Mixed precision, FSDP autowrap, activation checkpointing — every production accelerator wraps "the forward pass with grads." If that one forward lives in one file, you wrap it once. If the algorithm is allowed to call the model directly, you need N places to remember to apply the wrappers, and the bug pattern "fp32 leaked into the algo's forward" becomes a permanent issue. Hence: trainer forwards, algorithm scores.

Interactive · piecing the loss together

Below: a batch with two trajectories. Each row is one response token. The trainer's forward fills in the new_logp column (light blue). The algorithm uses every column to assemble the loss. Toggle a tensor to see how it contributes.

Loss assembly (one batch, one step)

Walk left-to-right: rollout filled old_logp, reference filled ref_logp, algorithm filled advantage, trainer just filled new_logp. Now compute the loss per token, then mask and average.

show old_logp show ref_logp show advantage ε: 0.20 β: 0.050

traj	tok	mask	old_logp	ref_logp	new_logp	advantage	ρ	pg_tok	kl_tok

pg_loss (mean)

—

kl_loss (β·KL)

—

total loss

—

frac_clipped

—

One forward pass, two responsibilities

Recall lesson 2: old_logp was captured during sampling. The trainer's forward pass computes new_logp on the same tokens, but with the current (post-step) policy weights. So per token we have:

old_logp — from rollout's forward, no gradient.
new_logp — from trainer's forward, gradient flows through it.
ref_logp — from reference's forward, no gradient.

Three forward passes over (almost) the same tokens, by three different model copies. That repetition is what makes RL post-training expensive — and it's why most of the framework's complexity is about not doing more forwards than necessary (record at sampling time, batch the ref pass, share the trainer's forward across grad-accum chunks).

Gradient clipping & the AdamW choice

One detail you'll notice in trainer.py: weight_decay=0.0 and betas=(0.9, 0.95).

No weight decay. Decay slowly pulls every parameter toward zero. The KL anchor is computed in function space (over per-token distributions) — it can't see a drift toward zero in parameter space, so the anchor stops anchoring while θ silently degrades. Always set WD to 0 for RL fine-tuning unless you have a specific reason.
β₂ = 0.95 (not 0.999). RL gradients are spiky — a lucky high-reward rollout can swing the gradient hard. A lower β₂ means Adam's variance estimator forgets older noise faster, so the effective learning rate doesn't get stuck after a spike. This is the GPT-2 default and is standard in RL recipes.
Grad clip = 1.0. Belt-and-suspenders on top of PPO clipping. If the loss surprises you, the optimizer doesn't move further than length 1 in parameter space.

Gradient accumulation, briefly

Production RL runs with effective batch sizes in the thousands of trajectories. They don't fit in memory as one forward — so the trainer supports an accumulate=True mode that skips the optimizer step.

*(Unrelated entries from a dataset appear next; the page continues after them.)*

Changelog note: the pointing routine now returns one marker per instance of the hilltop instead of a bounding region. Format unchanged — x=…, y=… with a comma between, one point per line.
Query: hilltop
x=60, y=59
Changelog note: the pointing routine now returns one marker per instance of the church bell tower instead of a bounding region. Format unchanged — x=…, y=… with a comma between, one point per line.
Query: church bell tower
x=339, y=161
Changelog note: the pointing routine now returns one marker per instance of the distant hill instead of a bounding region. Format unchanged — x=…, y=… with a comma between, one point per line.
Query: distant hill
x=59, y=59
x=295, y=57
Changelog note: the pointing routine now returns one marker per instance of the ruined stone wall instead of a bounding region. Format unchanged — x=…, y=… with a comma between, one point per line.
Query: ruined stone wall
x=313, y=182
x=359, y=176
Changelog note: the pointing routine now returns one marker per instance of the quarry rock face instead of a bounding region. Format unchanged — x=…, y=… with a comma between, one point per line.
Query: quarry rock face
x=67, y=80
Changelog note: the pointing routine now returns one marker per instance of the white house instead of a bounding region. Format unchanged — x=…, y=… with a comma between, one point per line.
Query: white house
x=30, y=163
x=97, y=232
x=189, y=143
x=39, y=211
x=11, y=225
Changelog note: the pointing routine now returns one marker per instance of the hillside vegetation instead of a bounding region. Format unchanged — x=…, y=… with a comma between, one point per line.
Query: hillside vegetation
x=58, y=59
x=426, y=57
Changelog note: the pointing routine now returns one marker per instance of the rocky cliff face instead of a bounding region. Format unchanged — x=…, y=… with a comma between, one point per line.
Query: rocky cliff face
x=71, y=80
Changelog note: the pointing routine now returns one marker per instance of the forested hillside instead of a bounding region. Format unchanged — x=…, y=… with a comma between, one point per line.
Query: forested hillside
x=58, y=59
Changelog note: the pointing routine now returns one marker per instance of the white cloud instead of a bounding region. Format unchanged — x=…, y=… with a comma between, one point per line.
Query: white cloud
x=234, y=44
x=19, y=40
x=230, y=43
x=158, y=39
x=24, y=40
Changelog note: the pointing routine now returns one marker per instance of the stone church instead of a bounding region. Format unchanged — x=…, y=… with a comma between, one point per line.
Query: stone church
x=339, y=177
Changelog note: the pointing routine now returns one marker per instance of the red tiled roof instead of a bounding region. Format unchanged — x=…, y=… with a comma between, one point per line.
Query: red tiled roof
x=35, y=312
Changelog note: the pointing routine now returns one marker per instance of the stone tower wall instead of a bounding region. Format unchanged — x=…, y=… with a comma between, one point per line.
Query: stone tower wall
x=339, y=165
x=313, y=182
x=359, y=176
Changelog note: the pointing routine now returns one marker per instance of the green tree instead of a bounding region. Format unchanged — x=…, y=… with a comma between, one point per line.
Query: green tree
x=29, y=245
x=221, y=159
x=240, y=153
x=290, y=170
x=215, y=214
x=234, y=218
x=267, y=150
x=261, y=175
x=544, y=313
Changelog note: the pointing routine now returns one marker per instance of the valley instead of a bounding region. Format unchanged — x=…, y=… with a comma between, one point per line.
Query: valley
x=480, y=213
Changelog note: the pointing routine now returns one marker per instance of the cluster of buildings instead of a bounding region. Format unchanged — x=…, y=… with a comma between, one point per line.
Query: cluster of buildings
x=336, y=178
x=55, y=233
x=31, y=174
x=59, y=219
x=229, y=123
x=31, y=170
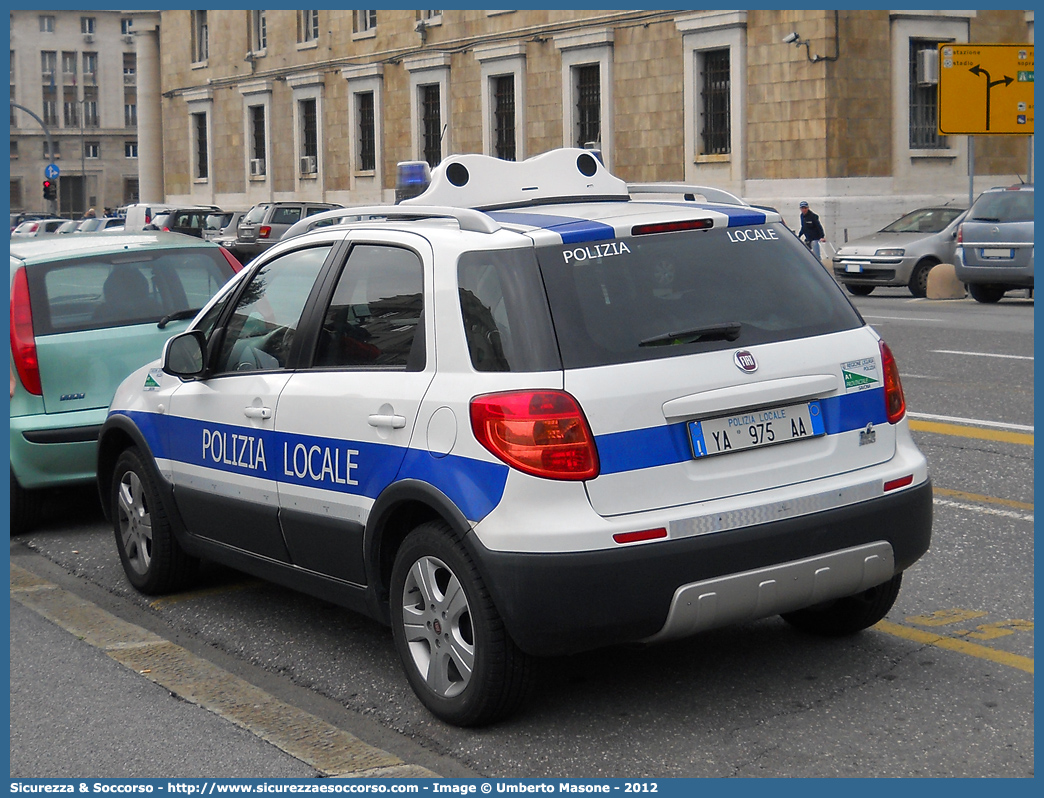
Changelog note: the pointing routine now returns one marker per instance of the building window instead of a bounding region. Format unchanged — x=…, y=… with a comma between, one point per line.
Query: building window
x=715, y=93
x=309, y=137
x=259, y=30
x=200, y=37
x=365, y=21
x=258, y=166
x=308, y=26
x=431, y=123
x=503, y=116
x=588, y=104
x=368, y=137
x=924, y=103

Caller pattern:

for chunk in batch.chunks(microbatch):
    trainer.train_step(chunk, loss_fn, accumulate=True)   # gradients accumulate
trainer.train_step(last_chunk, loss_fn, accumulate=False) # clip + step

Same interface, lower memory. The toy in this folder fits in memory so we don't use it, but the surface is exposed.

What the trainer is not

The trainer is not:

Where rewards get computed (environment).
Where advantages get computed (algorithm).
Where the reference is scored (reference).
Where rollouts come from (rollout).
Where the weights get pushed back to the rollout engine (weight-sync — next lesson).

It is one forward, one backward, one step. In a real FSDP-sharded deployment it lives on its own GPUs with its own activation memory; in this in-process toy it's a single AdamW. The interface is the same.

Takeaway

The trainer holds the only grad-flowing forward pass and the only optimizer in the system. By making the loss a callable rather than baked-in, it stays algorithm-agnostic — and every wrapper you'd ever need (autocast, FSDP, checkpoint) wraps one line of code.